Flutter Entertainment shares rose 7.8% to 8,935p after the Paddy Power owner reported a strong first three months of the year for its US business FanDuel and noted a 6% rise in group revenues to £1.57bn. Flutter also noted a 15% rise in average monthly players to 8.9m.

Entain, Flutter’s rival, saw its shares gain 2.2% to 1,525p.

Mining stocks dragged the FTSE 100 down with Rio Tinto shares falling 2% to 5,532p; Anglo American shares down 0.6% to 3,557p and Glencore shares dropping 0.08% to 483p as an outcome of ratings cut from Liberum weighing on the mining sector.

Retail stocks added to the burden by sinking too. Kingfisher shares fell 6% to 238p, followed by Howden Joinery shares losing 3.5% to 699p, and JD Sports shares trading down 3.2% to 130p.

“Household budgets are constrained and while luxury brands serving the very wealthy usually ride out downturns well and cheaper outlets can attract shoppers who are trading down, more premium high street brands look vulnerable,” added Mould.

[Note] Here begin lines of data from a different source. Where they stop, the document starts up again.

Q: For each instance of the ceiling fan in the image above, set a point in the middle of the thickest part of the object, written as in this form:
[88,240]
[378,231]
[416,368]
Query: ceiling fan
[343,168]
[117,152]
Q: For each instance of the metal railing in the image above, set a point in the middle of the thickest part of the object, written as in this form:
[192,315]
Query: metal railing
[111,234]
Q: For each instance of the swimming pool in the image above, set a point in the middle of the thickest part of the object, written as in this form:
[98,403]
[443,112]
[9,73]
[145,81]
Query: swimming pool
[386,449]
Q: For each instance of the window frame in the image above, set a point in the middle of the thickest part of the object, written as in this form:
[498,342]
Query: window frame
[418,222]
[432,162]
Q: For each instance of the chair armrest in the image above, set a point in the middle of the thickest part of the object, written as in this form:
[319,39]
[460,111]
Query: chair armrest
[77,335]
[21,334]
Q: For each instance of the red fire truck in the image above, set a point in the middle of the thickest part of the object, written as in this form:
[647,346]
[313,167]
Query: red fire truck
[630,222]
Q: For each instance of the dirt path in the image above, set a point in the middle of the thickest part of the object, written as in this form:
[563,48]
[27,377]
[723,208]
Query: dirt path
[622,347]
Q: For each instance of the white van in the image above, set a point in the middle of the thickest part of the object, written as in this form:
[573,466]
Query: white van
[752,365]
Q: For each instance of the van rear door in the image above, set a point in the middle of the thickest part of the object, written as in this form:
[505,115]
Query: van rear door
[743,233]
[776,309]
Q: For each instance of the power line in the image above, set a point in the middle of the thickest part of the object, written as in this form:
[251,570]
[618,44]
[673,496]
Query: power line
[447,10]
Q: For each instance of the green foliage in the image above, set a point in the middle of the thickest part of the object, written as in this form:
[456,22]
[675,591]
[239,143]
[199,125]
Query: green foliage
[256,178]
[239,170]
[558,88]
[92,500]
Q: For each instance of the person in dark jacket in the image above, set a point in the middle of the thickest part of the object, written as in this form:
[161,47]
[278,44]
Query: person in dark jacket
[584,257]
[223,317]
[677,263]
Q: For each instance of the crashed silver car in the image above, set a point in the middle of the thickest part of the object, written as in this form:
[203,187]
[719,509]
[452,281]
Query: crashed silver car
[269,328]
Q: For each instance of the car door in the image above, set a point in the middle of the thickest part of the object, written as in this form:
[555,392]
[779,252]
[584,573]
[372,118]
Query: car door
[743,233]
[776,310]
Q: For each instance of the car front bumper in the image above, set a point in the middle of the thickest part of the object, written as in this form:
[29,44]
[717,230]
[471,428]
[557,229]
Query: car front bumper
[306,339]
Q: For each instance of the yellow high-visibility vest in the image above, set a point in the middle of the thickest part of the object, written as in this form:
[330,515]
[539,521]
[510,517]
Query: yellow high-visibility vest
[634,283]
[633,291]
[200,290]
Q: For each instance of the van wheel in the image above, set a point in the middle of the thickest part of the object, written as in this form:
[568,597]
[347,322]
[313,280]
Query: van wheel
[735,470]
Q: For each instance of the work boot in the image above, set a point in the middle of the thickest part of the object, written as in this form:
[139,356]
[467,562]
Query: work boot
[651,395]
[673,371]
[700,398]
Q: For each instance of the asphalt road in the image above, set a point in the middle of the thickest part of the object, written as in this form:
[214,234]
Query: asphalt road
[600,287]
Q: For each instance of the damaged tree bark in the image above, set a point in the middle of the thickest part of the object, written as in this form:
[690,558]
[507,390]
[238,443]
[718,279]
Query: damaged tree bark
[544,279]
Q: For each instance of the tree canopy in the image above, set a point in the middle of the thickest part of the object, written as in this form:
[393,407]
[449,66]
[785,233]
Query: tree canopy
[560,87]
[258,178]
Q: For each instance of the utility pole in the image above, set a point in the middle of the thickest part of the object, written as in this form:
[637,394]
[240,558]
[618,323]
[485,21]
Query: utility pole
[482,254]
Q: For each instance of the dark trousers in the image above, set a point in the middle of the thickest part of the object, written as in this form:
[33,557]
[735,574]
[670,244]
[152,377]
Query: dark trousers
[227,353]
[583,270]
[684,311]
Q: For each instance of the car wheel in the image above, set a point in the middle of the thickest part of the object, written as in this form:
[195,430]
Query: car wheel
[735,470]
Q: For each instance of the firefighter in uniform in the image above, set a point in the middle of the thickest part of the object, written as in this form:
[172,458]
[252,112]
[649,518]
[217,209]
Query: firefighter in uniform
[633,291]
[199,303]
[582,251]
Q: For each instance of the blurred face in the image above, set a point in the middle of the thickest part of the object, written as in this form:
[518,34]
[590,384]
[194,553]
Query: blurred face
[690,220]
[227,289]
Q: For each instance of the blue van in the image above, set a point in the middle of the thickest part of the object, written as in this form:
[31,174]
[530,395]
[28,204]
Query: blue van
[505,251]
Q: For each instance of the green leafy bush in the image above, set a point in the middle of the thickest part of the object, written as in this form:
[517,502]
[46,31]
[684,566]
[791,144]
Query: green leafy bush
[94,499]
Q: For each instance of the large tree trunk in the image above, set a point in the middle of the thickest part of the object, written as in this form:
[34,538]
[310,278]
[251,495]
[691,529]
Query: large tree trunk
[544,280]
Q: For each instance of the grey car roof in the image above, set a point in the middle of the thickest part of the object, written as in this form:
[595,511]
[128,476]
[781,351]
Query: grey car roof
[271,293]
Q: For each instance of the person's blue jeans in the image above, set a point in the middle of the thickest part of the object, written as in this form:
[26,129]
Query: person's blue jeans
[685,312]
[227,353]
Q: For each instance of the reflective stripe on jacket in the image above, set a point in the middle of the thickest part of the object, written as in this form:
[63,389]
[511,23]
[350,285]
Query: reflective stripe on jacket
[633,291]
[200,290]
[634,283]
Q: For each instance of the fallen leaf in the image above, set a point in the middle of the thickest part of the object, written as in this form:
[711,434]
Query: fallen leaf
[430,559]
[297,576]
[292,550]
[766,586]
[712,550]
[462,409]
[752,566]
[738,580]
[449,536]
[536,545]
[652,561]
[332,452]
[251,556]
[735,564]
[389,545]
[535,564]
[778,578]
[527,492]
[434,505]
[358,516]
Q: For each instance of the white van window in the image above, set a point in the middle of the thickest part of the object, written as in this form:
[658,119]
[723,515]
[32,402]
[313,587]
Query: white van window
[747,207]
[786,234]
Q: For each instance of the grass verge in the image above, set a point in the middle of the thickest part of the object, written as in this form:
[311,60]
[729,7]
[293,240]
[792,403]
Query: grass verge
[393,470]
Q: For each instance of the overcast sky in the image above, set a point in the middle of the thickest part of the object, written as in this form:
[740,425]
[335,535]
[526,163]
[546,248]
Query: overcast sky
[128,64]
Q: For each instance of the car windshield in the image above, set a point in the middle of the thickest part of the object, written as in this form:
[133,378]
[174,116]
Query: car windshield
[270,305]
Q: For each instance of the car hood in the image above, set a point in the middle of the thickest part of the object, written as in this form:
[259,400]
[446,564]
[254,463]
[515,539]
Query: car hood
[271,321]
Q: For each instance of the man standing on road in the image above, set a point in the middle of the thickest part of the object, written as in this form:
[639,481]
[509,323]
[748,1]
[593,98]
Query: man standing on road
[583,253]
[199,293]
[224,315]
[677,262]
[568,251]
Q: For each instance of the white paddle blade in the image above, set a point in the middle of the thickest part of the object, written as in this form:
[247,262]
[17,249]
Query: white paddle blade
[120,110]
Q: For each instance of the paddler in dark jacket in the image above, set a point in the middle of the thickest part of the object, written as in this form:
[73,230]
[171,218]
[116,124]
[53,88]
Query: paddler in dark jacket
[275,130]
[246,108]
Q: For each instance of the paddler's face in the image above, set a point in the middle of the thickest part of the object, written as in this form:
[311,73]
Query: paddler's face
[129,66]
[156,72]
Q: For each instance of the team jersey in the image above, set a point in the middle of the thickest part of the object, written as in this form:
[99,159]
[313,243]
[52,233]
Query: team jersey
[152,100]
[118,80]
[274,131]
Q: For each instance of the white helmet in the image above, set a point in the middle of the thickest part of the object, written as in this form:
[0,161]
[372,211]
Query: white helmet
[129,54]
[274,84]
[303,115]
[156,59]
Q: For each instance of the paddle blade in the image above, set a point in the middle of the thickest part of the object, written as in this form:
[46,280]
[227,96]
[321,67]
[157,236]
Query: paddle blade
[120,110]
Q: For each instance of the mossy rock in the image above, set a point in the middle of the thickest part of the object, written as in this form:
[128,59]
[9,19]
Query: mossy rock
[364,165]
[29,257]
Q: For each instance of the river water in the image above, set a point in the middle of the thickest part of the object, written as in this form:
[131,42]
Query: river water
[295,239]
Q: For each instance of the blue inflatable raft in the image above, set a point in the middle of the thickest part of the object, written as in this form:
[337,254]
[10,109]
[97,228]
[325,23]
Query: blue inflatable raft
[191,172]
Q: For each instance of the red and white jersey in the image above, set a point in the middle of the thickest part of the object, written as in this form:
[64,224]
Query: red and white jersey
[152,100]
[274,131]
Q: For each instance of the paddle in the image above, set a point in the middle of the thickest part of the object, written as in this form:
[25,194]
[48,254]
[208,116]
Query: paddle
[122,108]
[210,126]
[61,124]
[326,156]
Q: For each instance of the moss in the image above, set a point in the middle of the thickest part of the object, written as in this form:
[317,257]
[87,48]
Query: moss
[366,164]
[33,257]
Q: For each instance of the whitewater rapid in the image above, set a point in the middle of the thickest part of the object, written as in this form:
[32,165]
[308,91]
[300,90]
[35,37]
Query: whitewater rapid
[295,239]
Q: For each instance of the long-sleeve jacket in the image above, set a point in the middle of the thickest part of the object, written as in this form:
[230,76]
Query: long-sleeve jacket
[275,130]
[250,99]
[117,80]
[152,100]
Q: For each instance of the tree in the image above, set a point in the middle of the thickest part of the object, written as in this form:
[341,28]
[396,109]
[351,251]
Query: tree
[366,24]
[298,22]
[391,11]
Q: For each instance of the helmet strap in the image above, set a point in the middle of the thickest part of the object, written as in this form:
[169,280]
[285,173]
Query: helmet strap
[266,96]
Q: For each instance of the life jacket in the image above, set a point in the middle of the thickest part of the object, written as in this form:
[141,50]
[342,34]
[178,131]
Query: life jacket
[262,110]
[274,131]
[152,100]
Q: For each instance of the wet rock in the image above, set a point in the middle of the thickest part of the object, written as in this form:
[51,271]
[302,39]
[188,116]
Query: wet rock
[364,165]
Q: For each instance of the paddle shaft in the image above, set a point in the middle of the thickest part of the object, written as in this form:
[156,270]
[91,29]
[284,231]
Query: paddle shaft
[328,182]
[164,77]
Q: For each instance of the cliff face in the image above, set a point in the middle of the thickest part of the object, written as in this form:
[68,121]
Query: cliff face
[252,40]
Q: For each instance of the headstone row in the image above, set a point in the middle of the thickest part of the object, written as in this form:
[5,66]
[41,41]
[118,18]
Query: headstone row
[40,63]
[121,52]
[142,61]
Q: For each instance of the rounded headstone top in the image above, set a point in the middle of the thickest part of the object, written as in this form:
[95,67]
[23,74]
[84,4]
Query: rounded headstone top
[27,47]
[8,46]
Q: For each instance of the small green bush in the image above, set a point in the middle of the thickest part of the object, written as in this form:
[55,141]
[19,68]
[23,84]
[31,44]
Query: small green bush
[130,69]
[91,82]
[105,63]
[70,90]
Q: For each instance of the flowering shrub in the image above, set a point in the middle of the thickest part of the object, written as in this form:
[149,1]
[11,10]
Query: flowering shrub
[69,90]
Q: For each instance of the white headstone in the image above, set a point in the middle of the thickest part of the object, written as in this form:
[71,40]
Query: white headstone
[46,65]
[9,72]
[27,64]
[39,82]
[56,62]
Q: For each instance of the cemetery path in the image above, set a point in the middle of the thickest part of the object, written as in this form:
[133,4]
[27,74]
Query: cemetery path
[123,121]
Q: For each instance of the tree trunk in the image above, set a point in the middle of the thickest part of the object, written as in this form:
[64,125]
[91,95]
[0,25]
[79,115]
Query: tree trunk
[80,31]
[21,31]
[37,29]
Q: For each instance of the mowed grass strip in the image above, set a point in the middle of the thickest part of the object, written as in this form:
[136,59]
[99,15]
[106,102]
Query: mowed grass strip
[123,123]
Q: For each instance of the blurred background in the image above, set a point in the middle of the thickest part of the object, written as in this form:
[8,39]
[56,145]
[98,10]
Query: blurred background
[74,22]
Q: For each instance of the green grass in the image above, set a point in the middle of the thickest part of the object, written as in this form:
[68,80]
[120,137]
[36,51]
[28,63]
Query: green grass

Admiral shares lost 3.5% to 2,470p after the car insurer’s rival Direct Line Insurance announced that it’s motor new business premiums increased by mid-single digits early in January and were flat through the rest of the quarter.

National Grid shares dropped 0.5% to 1,189p following the announcement that the electricity distribution business will pay just under £15m to a UK regulator after failing to properly advise some of its most at-risk customers. 

HSBC shares rose 1.5% to 520p after the lender launched its planned $1bn share buyback.